La muchacha se horrorizó. De entre las brumas formadas por la cegadora luz de los focos de los automóviles, cuyos alumbrados se sumaban los unos a los otros solapándose entre sí, destacó un hombre de aire distinguido y marcial, que llevaba algo en la mano. Haltoran se quedó helado. Era su arma.
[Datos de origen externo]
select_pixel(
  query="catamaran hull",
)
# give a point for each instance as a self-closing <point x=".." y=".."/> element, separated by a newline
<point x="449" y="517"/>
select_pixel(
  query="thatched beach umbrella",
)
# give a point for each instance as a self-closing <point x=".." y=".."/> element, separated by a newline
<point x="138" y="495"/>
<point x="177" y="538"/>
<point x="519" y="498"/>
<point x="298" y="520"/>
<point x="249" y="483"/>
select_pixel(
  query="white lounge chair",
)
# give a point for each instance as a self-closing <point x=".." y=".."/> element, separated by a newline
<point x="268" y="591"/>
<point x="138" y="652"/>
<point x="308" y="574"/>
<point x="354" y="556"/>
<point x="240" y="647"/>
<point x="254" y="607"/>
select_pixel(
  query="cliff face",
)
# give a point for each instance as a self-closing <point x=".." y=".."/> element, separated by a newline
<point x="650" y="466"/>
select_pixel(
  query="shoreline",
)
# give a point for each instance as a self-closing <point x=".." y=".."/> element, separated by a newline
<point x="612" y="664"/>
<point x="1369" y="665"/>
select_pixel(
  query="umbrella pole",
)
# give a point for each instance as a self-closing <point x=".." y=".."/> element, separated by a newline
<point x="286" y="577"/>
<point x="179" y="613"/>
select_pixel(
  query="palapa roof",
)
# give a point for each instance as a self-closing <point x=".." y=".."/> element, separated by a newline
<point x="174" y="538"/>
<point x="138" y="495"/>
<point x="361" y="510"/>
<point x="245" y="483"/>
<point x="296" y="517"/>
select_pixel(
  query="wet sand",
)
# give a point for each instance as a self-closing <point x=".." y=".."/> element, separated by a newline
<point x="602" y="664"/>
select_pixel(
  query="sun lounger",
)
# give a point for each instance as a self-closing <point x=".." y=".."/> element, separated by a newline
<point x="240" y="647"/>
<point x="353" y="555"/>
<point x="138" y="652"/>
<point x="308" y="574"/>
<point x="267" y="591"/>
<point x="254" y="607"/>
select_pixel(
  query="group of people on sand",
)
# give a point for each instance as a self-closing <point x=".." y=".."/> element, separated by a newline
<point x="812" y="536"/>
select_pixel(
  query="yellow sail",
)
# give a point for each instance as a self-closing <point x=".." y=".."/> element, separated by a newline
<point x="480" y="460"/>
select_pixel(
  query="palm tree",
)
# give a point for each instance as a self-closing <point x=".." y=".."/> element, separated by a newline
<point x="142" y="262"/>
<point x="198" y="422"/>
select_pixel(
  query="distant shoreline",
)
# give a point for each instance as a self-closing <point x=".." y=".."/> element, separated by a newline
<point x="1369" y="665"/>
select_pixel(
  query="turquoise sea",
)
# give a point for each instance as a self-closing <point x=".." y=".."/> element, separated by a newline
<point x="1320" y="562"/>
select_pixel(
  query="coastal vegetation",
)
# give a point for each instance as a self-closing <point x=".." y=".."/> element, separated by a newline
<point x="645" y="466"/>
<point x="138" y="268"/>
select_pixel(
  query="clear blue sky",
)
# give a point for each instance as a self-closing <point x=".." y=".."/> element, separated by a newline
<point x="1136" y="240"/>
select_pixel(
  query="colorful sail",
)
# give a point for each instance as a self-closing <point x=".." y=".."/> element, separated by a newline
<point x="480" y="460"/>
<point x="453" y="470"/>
Alessandro sospechaba que aquella especie de batuta representaba algo especial para su oponente, aunque afortunadamente no supo ni por asomo que se trataba de un arma camuflada. El hombre intuyó perfectamente que aquel era un objeto importante para el pelirrojo, pero no hasta que punto. Pensó que más bien sería algún tipo de recuerdo familiar o amuleto y se lo mostró para mortificarle, más que para recordarle su condición de hombre desarmado e indefenso. Alessandro opinaba que todos los americanos eran pretenciosos e incorregibles metomentodos por naturaleza, que acostumbraban a llevar una especie de talismán o amuleto, a cual más sorprendente. Creyó que aquella especie de batuta o varilla corta debía ser el suyo. Rió quedamente mofándose de aquella excéntrica y extravagante costumbre que solo existía en su imaginación. Aparte que Haltoran no era norteamericano, ni la batuta un amuleto.

-¿ Buscas esto ? –preguntó el hombre con voz glacial y teñida de sarcasmo.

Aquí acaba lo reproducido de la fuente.